I also wanted a BF Petri v2 but there are no "BF kits for it off the shelf. As @Rob Fisher mentioned it has to be custom made. Check with @Justin Pattrick . I know he's worked his magic bottom feeding some of our forumites prized attys. PM him or start a thread in the vendors forum as he won't be able to respond here. I have not gone that route yet as I'm too lazy and patient enough to wait for one to go on sale in the classifieds.

Reactions: Like 2 | Agree 2


----------



## Chronix (6/12/16)

thanks all for the feedback it is much appreciated. I managed to find the kit here http://www.alliancetechvapor.fr/accueil/87-pin-bottom-feeder-petri-v2.html seems to be available on many EU sites..

Reactions: Like 2 | Agree 1 | Winner 2


----------



## Vape_r (6/12/16)

Anyone keen to do a pre order for this?

Reactions: Like 3


----------



## Blu_Marlin (6/12/16)

Chronix said:


> thanks all for the feedback it is much appreciated. I managed to find the kit here http://www.alliancetechvapor.fr/accueil/87-pin-bottom-feeder-petri-v2.html seems to be available on many EU sites..



Wow great find. I did not know this even exsisted. I gave up searching about a month ago. No more excuses for me now I have to get myself a Petri V2.

Reactions: Like 1 | Winner 1


----------



## Chronix (6/12/16)

Well guys if you gonna order why don't we do a group buy as I would also really like to get this? I'm sure it will help a lot with the shipping expenses

Reactions: Like 1 | Agree 1


----------



## Chronix (6/12/16)

a petri on top of my halcyon will look insane

Reactions: Like 1 | Agree 1


----------



## M5000 (26/2/17)

Did not see this thread.. Did you guys come right with it? I fitted the Alliancetech bf kit a while back and it's been a wonder on the regulated mods, the taller V2 sits great on the Halcyon. It's not a simple screw replacement though, followed a german video and took the deck apart but wasn't difficult. I had an extra one which I can't seem to find but if I do an order and come across it if any of you guys are keen let me know, won't be a group buy but I can throw in a couple with my order. The Alliancetech ones are a bit more exp than cheaper brands, I rem a chinese site had a Goon bf pin for 99c and the AT one was about $12, the Petri prob about 20 but doesn't make sense putting a 99c pin on an authentic Goon anyway..
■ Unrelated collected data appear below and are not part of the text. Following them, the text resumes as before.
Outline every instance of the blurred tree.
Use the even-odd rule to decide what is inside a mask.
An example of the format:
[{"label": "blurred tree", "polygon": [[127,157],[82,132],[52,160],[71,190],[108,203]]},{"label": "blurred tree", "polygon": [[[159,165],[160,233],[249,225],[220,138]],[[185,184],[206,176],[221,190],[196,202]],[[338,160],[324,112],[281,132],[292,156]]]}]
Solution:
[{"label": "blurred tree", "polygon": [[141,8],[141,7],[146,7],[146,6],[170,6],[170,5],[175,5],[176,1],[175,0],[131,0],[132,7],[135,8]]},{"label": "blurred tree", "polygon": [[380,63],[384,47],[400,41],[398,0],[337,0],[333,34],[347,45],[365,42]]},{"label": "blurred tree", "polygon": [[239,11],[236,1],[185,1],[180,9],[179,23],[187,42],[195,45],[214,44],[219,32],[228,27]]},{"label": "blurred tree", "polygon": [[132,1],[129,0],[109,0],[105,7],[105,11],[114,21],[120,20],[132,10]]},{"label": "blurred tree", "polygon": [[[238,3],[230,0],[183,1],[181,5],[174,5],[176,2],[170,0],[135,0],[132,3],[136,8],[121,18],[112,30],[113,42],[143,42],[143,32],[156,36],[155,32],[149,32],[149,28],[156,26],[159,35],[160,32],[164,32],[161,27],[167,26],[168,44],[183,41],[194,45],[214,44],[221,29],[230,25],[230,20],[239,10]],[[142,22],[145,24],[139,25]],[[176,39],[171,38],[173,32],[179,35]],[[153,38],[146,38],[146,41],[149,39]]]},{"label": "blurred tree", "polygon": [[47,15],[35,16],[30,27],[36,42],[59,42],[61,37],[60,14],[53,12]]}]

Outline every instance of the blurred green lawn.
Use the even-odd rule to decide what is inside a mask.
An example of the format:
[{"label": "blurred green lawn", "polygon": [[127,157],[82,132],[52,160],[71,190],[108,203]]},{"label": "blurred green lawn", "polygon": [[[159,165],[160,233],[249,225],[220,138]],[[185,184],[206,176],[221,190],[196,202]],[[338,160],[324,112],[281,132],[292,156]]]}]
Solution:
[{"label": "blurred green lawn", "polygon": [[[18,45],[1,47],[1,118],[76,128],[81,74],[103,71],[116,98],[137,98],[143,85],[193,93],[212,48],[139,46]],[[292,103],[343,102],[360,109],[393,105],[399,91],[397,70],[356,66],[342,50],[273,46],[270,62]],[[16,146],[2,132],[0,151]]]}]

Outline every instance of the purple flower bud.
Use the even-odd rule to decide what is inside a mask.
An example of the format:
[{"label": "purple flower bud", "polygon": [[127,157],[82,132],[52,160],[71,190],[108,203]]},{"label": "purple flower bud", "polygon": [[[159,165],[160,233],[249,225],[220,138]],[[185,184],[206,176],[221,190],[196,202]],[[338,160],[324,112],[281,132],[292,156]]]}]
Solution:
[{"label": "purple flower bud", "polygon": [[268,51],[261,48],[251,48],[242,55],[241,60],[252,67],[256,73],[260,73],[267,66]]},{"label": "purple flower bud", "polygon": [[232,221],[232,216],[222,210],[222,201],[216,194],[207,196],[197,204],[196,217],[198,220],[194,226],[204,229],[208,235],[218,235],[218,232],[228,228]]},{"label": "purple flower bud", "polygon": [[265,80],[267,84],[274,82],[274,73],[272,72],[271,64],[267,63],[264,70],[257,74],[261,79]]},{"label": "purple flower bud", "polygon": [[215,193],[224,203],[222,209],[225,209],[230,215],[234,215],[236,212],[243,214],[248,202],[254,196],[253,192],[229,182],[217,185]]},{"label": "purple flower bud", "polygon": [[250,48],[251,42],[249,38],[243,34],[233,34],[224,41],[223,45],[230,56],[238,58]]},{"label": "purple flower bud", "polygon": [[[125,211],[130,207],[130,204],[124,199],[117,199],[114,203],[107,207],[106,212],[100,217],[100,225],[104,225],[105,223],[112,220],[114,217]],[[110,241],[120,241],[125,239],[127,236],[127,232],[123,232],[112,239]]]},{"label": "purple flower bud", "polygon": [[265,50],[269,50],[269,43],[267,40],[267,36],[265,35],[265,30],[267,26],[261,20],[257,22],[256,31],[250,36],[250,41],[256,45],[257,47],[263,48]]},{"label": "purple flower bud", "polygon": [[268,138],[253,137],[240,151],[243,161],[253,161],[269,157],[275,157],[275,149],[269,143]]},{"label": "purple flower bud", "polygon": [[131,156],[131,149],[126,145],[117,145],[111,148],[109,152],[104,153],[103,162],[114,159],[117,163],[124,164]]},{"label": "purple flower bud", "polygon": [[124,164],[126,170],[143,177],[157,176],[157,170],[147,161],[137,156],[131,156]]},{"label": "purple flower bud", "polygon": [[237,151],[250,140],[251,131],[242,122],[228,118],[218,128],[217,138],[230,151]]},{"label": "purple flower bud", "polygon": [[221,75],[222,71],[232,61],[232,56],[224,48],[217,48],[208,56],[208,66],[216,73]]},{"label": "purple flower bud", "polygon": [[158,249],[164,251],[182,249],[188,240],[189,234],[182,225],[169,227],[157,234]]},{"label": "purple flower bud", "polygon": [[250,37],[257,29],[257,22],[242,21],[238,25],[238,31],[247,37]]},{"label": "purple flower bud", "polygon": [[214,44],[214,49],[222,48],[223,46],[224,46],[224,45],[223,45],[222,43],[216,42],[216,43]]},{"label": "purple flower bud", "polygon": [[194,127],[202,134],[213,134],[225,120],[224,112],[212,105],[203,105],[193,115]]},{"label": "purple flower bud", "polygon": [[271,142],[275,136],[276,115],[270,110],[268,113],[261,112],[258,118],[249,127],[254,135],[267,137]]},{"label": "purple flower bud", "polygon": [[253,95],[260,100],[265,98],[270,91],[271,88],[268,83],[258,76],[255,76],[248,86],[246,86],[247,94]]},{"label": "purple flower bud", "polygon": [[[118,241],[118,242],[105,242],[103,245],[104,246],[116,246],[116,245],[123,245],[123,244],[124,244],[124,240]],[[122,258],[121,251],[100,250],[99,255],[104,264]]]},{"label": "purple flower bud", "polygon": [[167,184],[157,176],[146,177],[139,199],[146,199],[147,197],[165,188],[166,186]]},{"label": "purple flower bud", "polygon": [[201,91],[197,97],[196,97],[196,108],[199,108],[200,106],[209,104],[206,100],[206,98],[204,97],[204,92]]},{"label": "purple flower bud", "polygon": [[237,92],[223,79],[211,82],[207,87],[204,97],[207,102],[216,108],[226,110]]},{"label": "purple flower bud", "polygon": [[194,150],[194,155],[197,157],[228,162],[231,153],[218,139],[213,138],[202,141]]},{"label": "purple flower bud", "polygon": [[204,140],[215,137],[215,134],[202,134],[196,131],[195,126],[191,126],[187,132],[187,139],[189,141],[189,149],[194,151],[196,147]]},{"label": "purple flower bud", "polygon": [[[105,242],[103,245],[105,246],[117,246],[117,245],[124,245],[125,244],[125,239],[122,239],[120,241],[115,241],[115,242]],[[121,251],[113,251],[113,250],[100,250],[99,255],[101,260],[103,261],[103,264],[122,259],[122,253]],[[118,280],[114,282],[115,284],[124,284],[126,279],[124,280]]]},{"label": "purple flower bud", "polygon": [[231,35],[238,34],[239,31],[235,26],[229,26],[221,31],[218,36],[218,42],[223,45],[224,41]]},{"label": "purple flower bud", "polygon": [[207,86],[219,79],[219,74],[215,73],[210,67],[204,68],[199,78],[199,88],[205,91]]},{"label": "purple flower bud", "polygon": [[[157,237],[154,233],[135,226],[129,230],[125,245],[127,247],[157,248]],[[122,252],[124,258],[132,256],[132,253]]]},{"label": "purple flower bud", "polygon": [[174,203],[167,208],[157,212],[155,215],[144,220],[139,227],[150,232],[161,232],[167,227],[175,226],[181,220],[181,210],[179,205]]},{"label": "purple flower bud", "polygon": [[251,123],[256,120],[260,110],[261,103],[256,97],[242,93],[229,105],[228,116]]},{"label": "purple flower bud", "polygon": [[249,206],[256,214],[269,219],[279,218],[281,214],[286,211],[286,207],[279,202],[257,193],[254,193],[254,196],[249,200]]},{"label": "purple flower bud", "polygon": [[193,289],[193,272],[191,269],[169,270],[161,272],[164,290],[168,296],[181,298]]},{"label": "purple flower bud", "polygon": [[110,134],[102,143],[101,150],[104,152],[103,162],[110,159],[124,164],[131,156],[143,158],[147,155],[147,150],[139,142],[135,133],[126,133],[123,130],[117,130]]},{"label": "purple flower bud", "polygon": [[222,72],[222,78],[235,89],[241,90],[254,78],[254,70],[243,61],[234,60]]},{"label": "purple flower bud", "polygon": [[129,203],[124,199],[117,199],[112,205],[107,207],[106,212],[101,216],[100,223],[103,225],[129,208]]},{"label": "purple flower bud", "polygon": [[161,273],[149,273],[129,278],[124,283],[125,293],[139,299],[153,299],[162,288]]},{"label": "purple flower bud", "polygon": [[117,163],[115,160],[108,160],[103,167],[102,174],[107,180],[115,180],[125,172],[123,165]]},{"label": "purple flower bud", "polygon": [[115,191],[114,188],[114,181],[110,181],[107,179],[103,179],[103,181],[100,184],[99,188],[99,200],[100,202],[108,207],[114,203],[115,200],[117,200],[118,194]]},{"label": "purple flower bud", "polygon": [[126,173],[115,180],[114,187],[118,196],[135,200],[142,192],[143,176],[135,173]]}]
Reactions: Like 1 | Informative 1


----------



## Cobrali (26/2/17)

M5000 said:


> Did not see this thread.. Did you guys come right with it? I fitted the Alliancetech bf kit a while back and it's been a wonder on the regulated mods, the taller V2 sits great on the Halcyon. It's not a simple screw replacement though, followed a german video and took the deck apart but wasn't difficult. I had an extra one which I can't seem to find but if I do an order and come across it if any of you guys are keen let me know, won't be a group buy but I can throw in a couple with my order. The Alliancetech ones are a bit more exp than cheaper brands, I rem a chinese site had a Goon bf pin for 99c and the AT one was about $12, the Petri prob about 20 but doesn't make sense putting a 99c pin on an authentic Goon anyway..



Please add me for an AT!

Reactions: Like 1


----------



## Deckie (26/2/17)

Please add me @M5000

Reactions: Like 1


----------



## incredible_hullk (26/2/17)

Please sir @M5000 could I come in for one

Reactions: Like 1


----------



## M5000 (26/2/17)

Cool guys will check for it when I shop online again.. found the one in the meantime..price i paid is 17.50euros, will tell u exactly how much it cost me when I find the slip..international shipping was covered by my order, local collection can be arranged by you please..

Reactions: Like 1


----------



## incredible_hullk (26/2/17)

M5000 said:


> Cool guys will check for it when I shop online again.. found the one in the meantime..price i paid is 17.50euros, will tell u exactly how much it cost me when I find the slip..international shipping was covered by my order, local collection can be arranged by you please..
> 
> View attachment 86262


Are u looking to sell @M5000 ?

Reactions: Like 1


----------



## M5000 (26/2/17)

That's the spare one I've got, if it puts you on the road i'll sell it and get myself another one with the next order.

Reactions: Like 1


----------



## incredible_hullk (26/2/17)

M5000 said:


> That's the spare one I've got, if it puts you on the road i'll sell it and get myself another one with the next order.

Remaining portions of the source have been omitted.